Песня закончилась, но Таисья ещё некоторое время молчала, боясь нарушить тишину. Впервые за многие дни на душе стало светло и спокойно. Теперь она знала, что в тёмном углу никто не прячется, а буря — это просто буря. Пусть себе громыхает.
— Мне кажется, я слышала эту песню прежде, — наконец прошептала она. — Вот только слова подзабыла, а теперь вдруг вспомнила. Разве может так быть, чтобы одни и те же песни в разных мирах пелись?
— Конечно, может. Песни — они как птицы, летают везде, и никакие границы им неведомы. Запомни, родная: смел не тот, кто ничего не боится, а тот, кто сражается со страхами и побеждает их. Когда-нибудь в час невзгод и ты для меня споёшь, чтобы подбодрить и утешить.
— Обязательно. И дочке нашей теперь тоже петь буду. Ты только береги себя, Радосвет. И пусть эта война поскорее закончится.
Таисья подтянула одеяло так, чтобы накрыть их обоих. Ей казалось, что в этом коконе её любимый будет под защитой. И ничего с ним не случится. Она не позволит! Ведьма она или кто?
Радосвет сплёл её пальцы со своими.
— Ни одна война не может длиться вечно, кроме той, что внутри нас самих. Но знай: что бы ни случилось, я всегда буду рядом с тобой, даже когда далеко.
Таисья обняла его в ответ крепко-крепко:
— Знаю, родной. И я тоже. Ведь мы с тобой друг другу не просто жених и невеста, но ещё и самое верное заклинание от страха.
Каждый год на Ивана Купалу Таисья ходила в лес искать цветок папоротника — тот, что по поверью, исполняет самые заветные желания. Вся деревня над ней смеялась: мол, глупая баба, самой за тридцать уже — а ума как у малолетки! Ну кто же в таком возрасте в сказки верит? Ладно еще, когда девчонкой была, в короткой юбчонке по лесам скакала, как коза, — в юности-то всем чудес подавай. Но теперь-то чего? Пора бы уже оставить эти глупости!
Так ей мать говорила, но Таисья ее не слушала, отмахивалась. Вот отцу, может, не посмела бы перечить, но тот рано умер, поэтому не увидел ее «позора». Таисья ведь девчоночку родила без мужа — ох, тогда все Дивнозёрье перемывало ей косточки. Все гадали: кто ж папка-то? Может, Федька, соседский шалопай? Или заезжий парень из города?
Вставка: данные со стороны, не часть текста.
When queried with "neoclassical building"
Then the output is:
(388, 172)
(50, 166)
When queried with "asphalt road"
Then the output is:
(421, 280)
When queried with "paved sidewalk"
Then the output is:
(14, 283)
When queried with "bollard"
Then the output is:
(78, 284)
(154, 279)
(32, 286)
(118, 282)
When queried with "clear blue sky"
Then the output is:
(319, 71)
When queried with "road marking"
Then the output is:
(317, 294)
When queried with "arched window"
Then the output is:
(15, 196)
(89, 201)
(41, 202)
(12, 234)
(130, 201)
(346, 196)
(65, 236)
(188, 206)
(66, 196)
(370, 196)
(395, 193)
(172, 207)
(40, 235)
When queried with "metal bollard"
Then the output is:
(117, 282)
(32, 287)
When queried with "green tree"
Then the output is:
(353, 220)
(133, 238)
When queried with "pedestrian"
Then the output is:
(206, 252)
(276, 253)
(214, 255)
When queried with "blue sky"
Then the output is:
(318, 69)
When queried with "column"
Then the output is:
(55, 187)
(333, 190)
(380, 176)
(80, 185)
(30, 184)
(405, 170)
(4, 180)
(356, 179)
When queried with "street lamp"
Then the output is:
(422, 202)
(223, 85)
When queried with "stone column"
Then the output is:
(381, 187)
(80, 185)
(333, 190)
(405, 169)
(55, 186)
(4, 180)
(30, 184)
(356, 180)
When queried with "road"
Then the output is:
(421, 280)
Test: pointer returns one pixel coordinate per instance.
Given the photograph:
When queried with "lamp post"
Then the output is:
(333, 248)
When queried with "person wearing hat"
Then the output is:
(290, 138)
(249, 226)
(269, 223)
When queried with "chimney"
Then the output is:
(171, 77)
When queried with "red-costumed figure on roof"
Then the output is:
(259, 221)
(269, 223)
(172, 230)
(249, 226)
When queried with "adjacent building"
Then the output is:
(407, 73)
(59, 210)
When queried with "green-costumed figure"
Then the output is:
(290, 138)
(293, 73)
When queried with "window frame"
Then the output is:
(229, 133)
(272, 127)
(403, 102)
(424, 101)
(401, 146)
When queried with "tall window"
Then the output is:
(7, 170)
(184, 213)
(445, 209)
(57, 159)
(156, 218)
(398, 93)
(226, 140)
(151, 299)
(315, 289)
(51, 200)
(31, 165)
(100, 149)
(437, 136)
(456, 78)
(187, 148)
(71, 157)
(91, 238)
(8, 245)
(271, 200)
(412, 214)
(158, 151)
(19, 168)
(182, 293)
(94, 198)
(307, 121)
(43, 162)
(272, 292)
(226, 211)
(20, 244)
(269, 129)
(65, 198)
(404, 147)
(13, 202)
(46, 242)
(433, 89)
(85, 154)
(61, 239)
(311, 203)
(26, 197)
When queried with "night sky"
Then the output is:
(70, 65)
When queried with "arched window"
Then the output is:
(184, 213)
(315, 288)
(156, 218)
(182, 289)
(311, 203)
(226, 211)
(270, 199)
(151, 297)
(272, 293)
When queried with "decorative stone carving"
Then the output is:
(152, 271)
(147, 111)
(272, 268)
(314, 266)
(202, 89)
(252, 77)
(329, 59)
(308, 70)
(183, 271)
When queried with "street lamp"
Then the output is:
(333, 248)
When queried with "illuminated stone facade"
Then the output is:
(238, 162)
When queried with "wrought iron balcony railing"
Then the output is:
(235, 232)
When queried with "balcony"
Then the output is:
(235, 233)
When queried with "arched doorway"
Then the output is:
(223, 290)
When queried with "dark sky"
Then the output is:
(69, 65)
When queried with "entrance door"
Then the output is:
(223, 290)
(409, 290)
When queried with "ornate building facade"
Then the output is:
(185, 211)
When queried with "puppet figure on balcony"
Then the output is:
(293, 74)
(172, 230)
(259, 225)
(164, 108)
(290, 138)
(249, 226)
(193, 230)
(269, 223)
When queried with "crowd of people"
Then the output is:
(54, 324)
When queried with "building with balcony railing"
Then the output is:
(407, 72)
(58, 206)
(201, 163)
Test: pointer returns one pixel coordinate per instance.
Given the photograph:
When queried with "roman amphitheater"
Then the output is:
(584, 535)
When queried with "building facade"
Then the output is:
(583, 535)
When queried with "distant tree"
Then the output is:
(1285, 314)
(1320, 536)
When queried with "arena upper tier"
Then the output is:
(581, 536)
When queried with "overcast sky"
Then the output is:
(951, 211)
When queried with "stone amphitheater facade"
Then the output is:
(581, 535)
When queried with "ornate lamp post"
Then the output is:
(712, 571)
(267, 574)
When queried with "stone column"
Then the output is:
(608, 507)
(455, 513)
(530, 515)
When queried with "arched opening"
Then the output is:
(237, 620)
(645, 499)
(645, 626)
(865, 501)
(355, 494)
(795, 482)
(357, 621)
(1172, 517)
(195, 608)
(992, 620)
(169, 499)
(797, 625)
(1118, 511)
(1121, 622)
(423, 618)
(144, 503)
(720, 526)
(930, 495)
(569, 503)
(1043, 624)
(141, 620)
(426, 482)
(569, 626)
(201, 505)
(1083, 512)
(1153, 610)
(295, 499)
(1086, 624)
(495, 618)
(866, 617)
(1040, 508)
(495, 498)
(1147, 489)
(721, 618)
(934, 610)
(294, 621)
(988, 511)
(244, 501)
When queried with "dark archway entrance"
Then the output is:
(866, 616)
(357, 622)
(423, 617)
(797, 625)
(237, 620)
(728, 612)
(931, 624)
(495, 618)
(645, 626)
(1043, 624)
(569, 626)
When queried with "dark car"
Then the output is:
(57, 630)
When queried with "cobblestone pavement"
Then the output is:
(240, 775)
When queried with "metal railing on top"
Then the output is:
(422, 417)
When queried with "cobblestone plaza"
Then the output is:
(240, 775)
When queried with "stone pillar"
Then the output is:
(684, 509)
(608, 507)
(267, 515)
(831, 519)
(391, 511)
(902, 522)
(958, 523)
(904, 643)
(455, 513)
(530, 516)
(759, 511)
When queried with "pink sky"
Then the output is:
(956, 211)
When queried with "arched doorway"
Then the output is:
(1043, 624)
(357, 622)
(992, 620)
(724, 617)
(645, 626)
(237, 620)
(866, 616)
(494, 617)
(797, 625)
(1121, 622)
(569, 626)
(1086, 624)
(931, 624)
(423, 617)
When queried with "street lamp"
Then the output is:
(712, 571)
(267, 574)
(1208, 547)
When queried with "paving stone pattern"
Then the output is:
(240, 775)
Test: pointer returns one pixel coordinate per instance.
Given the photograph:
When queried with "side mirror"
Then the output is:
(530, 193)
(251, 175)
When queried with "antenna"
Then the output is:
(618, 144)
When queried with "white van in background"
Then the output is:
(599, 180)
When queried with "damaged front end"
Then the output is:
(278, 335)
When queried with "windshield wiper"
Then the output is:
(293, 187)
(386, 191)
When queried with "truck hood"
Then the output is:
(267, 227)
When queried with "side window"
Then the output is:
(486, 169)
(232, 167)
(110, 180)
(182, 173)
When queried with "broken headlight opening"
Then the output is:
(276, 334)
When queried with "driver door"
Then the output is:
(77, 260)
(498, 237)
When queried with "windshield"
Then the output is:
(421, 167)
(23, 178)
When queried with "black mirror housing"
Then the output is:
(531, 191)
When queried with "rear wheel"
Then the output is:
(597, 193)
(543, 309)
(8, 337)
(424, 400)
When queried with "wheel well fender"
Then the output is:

Таисья на все вопросы только отмалчивалась, а когда начинали слишком доставать — огрызалась и убегала в лес — успокоиться, травки пособирать. За то и прослыла ведьмой.
— Ох, Тасенька, в кого же ты у меня такая непутевая? — Мать повторяла это каждый день. — И доньку такую же непутевую родила. Отмахивается от бабки, в город убежать хочет, будто бы там ей медом намазано. Ты-то у меня в город не собираешься, а?
— Что ты, мам, — отзывалась Таисья. — Мне и тут хорошо.